We walked down again to the edge of the rice fields and
jumped over a small stream. The trail became slippery mud and I kept
trying to brace myself with my left leg, sliding down the hillside.
I would hold onto old bamboo which would crack and thick
bunches of weeds which would rip loose from the saturated red earth and
I would slide down the mountain on my ass like down a slide attached to
my leather camara bag which was becoming swollen by the rain and covered
in mud. After two hours of this I was exhausted, completely exhausted.
Finally we reached the gravel banks of the river. The rain increased
and we were muddy and throughly drenched. The river was raging brown,
tearing at it's banks, and we walked to the edge to try and find another
path up and cross to the other side. There was no bridge. On the other
side of the river was a triangle shaped mountain plunging into the river
like a wedge, which was
Myanmar, separating
the two crashing rivers which joined at this confluence where we stood
trying to find a place to cross. At the joining of these two rivers it
was impossible to guage the depth, though we could clearly see the
strength. It would be suicide to make an attempt to cross although we
considered it, and still the rain grew stronger.

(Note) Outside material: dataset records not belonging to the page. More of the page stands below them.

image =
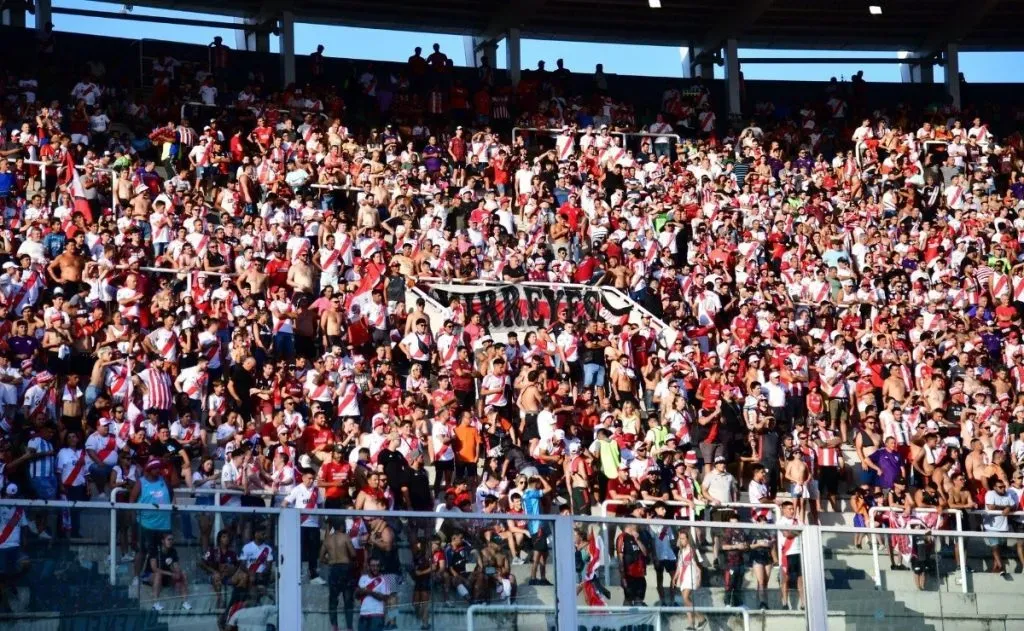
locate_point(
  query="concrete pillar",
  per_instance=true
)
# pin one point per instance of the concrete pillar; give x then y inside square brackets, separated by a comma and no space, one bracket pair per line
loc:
[732,78]
[704,70]
[477,48]
[915,73]
[513,54]
[13,16]
[288,46]
[952,74]
[250,40]
[44,13]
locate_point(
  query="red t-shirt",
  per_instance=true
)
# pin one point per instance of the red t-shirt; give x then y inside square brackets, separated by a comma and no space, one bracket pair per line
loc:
[622,489]
[316,439]
[711,391]
[263,135]
[337,472]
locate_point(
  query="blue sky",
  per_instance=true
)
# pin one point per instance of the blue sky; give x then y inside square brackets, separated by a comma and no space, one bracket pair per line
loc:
[619,58]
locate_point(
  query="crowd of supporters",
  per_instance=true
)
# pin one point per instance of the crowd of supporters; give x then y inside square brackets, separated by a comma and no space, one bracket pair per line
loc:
[827,302]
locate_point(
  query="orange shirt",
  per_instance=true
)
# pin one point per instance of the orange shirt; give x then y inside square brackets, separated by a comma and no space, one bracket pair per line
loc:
[467,444]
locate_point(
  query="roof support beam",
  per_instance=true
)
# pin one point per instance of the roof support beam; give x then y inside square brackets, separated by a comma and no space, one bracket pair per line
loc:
[732,27]
[963,22]
[511,15]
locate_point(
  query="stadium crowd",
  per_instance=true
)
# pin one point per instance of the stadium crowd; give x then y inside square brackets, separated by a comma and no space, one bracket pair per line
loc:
[829,302]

Squating under the
weight of our packs in a fern covered hollow in the hillside, wee knew
we could not cross. there was nothing to do but to but to turn back.
Shit, to turn back.
I didn't feel that I had the strength to go back up that
fucking mudslide of a mountain, but there was no choice. We had to
return. I was completely exhausted, but there was no other option, we
had to go back. We looked across the thundering river, a distance I
could toss a stone over, separating us from
Myanmar, and our
sacred lake. Andrew and I began to hike back up that mountain. My lungs
were bursting, my heart pounding in my guts as I crawled on all fours
grasping at plants to hold onto like an animal. My hands were pierced by
thorns and stinging nettles. My face was covered in a guaze of spider
webs sticking to my stubble of a beard like a spiny cactus with spiders
scrambling across my face. Some bug flew down my throat and as I gagged
and spit, I hit a crack in the earth where a startled purple worm jumped
out.
Still we had to slog up the mountain. Although I felt as if
I had no more strength we had o continue up through the pounding rains
again crossing that stream balancing on the narrow rice levies, back
through the bamboo and the pines, over the fence to the cobbled road to
Shin Chang. My muscles ached as they have never ached. I was so wet that
were I stepped became even more wet than before I had stepped there. My
green Mao cap dripped like a sponge. The mud I had been caked with had
washed away and I was so cold and hungry and still the rain pounded. The
last one hundred feet, I was ready to drop. When we got back to the
solace of our two dollar room, the neighbors were slaughtering a
screaming chicken and draining his blood into a tea cup. The skin on my
hands and feet were so wrinkled, like when you stay in a bath too long,
and the color a shade of deathly purple, such that if a tag were
attached to my big toe, nobody would question that I was dead.
We had tried, had
given it our best, so near and yet so far, that sacred Wa lake of Nawng
Hkeo dark and hidden remained in our imagination.